William Lanney In the year 1860, Prince Albert was introduced to Lanney. One would wonder what the use of glorifying him with royal visits to European monarchs was when his entire ethnic group was murdered by the same Europeans. He later died on March 2, 1868, after returning ill from one of his February 1868 whaling voyages. He died in a room in Hobart, Tasmania, where he was staying at The Dog and Partridge Public House. Europeans began to scramble for his body until he died. It was in the habit of European scientists at the time to use Black people’s bodies for experiments. A group of people was bargaining for his bones while he was still in one of the colonial hospitals.

They said that they were members of Tasmania’s Royal Society. A surgeon went into the mortuary where Lanney was held the night before he was buried, and skinned his head and removed his skull. His skull was then replaced by another dead person’s skull, in which the skin of his head was re-stitched. They dismembered him after the Royal Society found out that his skull had been removed. His hands and feet were cut off and were shared with them. And as usual, no one lifted an eye-lid, no government or authority was disturbed by the genocide of their people. No one has been punished and no one considers bad what has happened. And just like that the last Tasmanian to live, Lanney, was discreet and gone forever.

The Ordeals of One of the Last Tasmanians-Truganini The encounter, pain, and torture suffered by Truganini can be said to be a complete account and biography of the Tasmanian people’s persecution and genocide. On May 7, 1876, at the age of 73, Truganini died. Her tale is one that’s going to shake you to the bones. She had to watch two Europeans drown her intended husband, and after that, his killers raped her. Her mother had been stabbed to death by one of the many vicious Europeans on the island in cold blood. They also abducted her sister and after raping her, possibly killed her. She made the most touching plea to the doctor as she was on her death-bed. She said, “Don’t let them cut me up.” This meant that it was then a tradition for the few remaining Tasmanians to be cut up and used for experiments or other evil and dark practices Black people’s skeletons were used for. As she had expected, after her death, the Europeans exhumed her body and placed her skeleton in a box, and put her on display in the Tasmanian Museum, and she would stay there until 1947. Finally, in 1976, her body was cremated and her ashes were scattered by the sea.
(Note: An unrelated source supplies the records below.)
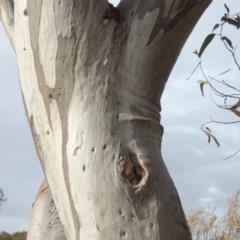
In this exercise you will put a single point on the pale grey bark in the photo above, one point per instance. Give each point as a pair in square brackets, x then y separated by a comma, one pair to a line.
[92, 76]
[45, 222]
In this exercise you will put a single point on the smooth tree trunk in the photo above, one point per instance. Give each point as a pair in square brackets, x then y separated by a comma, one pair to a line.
[92, 76]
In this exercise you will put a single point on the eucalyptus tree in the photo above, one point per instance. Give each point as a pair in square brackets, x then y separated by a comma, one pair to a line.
[92, 76]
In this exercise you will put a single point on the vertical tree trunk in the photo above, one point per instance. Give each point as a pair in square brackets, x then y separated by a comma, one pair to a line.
[92, 76]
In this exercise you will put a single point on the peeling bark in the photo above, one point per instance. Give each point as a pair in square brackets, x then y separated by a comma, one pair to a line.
[92, 76]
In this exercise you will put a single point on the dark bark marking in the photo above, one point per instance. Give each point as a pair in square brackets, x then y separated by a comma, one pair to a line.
[167, 18]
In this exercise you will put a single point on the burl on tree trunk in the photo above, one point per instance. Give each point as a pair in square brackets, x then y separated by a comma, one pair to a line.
[92, 76]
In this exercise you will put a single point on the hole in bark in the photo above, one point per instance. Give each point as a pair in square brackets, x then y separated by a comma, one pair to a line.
[122, 233]
[132, 172]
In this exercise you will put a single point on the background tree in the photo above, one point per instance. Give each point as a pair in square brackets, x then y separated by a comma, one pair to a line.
[14, 236]
[91, 86]
[223, 89]
[206, 225]
[2, 198]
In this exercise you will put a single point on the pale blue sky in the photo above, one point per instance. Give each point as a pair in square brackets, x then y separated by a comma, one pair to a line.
[197, 168]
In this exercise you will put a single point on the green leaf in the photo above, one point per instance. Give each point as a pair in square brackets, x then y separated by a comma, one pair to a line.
[215, 27]
[206, 42]
[235, 111]
[229, 42]
[202, 82]
[226, 8]
[230, 21]
[223, 72]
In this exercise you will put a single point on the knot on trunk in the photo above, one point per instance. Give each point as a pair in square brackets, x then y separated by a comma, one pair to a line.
[132, 170]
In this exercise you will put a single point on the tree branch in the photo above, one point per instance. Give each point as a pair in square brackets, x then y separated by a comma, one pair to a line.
[7, 18]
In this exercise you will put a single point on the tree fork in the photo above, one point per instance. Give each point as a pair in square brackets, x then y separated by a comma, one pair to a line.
[91, 77]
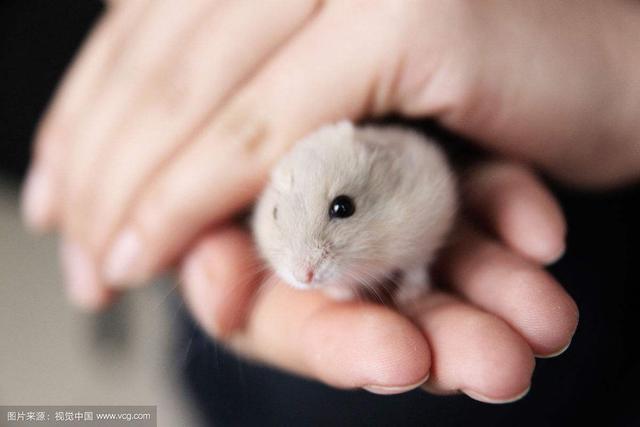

It is never possible to estimate the true figure of ancient people and cultures, wiped out by Europeans over the curse of human history. This is because Europeans committed hundreds of years, mostly Black people, to the murder and genocide of indigenous people around the world. We are always shocked by our bones in our reading and compilation of these numerous studies, by the kind of evil that the heart of the British might conceive. And then we ask: Are these people human indeed? Our greatest hope is that these things can be read and understood by the majority of Black people worldwide, so they can better appreciate the world they live in and how far they have come as a race. With such understanding, our people will be driven by how to react to Europeans’ love or hostility in this age and period.